Dark matter continues to elude scientists. We know it makes up most of the mass of the universe, but we can’t see it. Dark matter does not emit, reflect or absorb light. One of the ways we know it’s there is by measuring its gravity warping space through gravitational lensing.
“Dark matter is an enigma we have long sought to unravel,” said John Grunsfeld, assistant administrator of NASA’s Science Mission Directorate in Washington.
In the hunt to learn more about dark matter, researchers watched what happens with dark matter when galaxy clusters collide. NASA’s Hubble Space Telescope and Chandra X-ray Observatory were used to make the observations.
Here’s six galaxy clusters taken by the two telescopes. The blue areas were observed by the Hubble. The pink areas are shown from the Chandra Observatory. Researchers ended up studying 72 galaxy cluster collisions in their study.
Each galaxy cluster offers just one moment of the collision. By themselves, they don’t paint a full picture.
“Now that we have studied so many more collisions, we can start to piece together the full movie and better understand what is going on,” said team member Richard Massey.
By watching galaxy clusters collide, researchers can narrow down what exactly dark matter is. When galaxy clusters collide, the gas clouds surrounding galaxies smash into each other and slow down or even stop. Galaxies don’t really slow down because of the huge gaps between the stars within them.
“We know how gas and stars react to these cosmic crashes and where they emerge from the wreckage. Comparing how dark matter behaves can help us to narrow down what it actually is,” said the study’s lead author David Harvey of the École Polytechnique Fédérale de Lausanne (EPFL) in Switzerland.
Here’s what the researchers found. Like galaxies, dark matter sees little effects from the collision. That means dark matter doesn’t interact with visible particles, and its interaction with other dark matter is a lot less than researchers thought.
This discovery helps researchers narrow down the properties of dark matter. Plus, particle physics theorists have fewer options of what dark matter is when building their models. We still don’t know what dark matter is, but we now know more about what it isn’t.
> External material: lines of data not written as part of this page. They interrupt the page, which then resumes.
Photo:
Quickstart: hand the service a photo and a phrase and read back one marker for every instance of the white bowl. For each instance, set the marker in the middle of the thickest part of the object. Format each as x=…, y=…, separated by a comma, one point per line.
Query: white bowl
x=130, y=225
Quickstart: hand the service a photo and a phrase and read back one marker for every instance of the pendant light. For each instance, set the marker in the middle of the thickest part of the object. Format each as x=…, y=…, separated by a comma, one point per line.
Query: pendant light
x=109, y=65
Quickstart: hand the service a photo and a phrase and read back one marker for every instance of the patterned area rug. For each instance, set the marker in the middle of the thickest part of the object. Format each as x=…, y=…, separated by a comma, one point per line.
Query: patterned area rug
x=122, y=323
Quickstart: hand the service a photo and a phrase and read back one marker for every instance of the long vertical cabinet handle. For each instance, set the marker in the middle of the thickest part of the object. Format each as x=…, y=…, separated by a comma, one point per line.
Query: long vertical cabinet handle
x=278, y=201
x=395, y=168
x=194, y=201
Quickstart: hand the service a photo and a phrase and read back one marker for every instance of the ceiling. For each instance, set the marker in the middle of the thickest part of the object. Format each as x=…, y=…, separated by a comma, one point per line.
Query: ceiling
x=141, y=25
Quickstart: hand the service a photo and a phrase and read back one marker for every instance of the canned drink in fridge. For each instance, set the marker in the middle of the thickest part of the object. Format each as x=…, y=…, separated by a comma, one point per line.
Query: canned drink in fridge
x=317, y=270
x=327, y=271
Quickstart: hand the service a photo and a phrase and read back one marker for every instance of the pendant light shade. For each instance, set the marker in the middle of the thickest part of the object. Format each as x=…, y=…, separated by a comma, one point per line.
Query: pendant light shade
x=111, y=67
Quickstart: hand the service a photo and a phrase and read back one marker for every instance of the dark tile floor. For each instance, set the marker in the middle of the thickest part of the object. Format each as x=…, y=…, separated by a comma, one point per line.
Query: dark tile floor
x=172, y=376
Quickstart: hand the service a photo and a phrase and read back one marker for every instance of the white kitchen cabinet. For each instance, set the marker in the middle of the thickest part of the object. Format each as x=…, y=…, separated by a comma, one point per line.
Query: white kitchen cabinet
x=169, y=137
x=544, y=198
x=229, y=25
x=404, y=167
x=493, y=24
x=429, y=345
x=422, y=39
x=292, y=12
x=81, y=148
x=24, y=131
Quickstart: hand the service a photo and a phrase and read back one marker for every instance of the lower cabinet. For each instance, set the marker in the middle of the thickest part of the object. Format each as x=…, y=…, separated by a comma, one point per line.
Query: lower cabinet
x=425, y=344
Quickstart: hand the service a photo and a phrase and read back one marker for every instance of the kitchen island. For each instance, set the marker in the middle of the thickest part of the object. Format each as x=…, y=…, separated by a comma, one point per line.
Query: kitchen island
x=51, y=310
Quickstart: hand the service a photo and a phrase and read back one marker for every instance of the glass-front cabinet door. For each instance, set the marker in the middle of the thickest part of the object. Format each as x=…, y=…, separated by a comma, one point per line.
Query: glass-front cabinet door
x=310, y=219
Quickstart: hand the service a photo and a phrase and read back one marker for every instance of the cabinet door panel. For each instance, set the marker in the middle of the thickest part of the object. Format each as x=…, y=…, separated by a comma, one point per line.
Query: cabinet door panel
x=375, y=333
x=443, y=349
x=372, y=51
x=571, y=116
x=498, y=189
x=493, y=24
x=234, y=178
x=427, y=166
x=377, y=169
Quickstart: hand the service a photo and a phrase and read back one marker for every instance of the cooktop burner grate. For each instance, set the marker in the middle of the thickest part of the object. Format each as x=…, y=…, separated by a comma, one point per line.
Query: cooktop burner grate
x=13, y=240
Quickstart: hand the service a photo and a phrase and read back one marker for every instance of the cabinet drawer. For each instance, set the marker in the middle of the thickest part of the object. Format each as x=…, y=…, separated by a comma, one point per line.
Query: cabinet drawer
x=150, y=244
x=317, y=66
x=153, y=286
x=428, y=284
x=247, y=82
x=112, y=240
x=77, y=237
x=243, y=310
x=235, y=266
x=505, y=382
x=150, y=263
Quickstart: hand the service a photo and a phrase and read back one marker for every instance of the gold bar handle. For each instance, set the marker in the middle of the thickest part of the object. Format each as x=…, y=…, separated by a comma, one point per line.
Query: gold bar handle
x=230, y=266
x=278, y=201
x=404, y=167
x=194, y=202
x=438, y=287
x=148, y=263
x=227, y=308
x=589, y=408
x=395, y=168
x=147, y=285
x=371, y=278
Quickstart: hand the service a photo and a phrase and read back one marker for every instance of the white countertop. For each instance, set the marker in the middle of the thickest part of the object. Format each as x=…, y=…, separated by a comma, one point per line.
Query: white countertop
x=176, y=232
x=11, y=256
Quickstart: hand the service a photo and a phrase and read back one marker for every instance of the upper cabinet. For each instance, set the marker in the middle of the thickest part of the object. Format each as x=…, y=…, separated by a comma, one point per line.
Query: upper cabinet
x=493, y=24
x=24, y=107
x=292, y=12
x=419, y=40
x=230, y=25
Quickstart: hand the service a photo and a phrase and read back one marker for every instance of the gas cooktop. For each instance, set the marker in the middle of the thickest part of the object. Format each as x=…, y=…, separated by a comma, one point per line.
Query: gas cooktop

The new findings rule out anything that would cause a strong frictional force during collisions.
“There are still several viable candidates for dark matter, so the game is not over. But we are getting nearer to an answer,” said Harvey. “These astronomically large particle colliders are finally letting us glimpse the dark world all around us, but just out of reach.”
The next step for researchers studying collisions of individual galaxies.
The Large Hadron Collider’s Hunt for Dark Matter
One of the popular theories on dark matter is that it could be made up of ‘supersymmetric’ particles. Supersymmetry theorizes that all particles in our Standard Model have more massive ‘supersymmetric’ partner.
One of the things LHC will be looking for as it fires back up, is evidence of supersymmetry.
The hunt for dark matter continues, but researchers are making progress. The latest findings give researchers looking in space and at the LHC a few more clues on their quest for the elusive matter.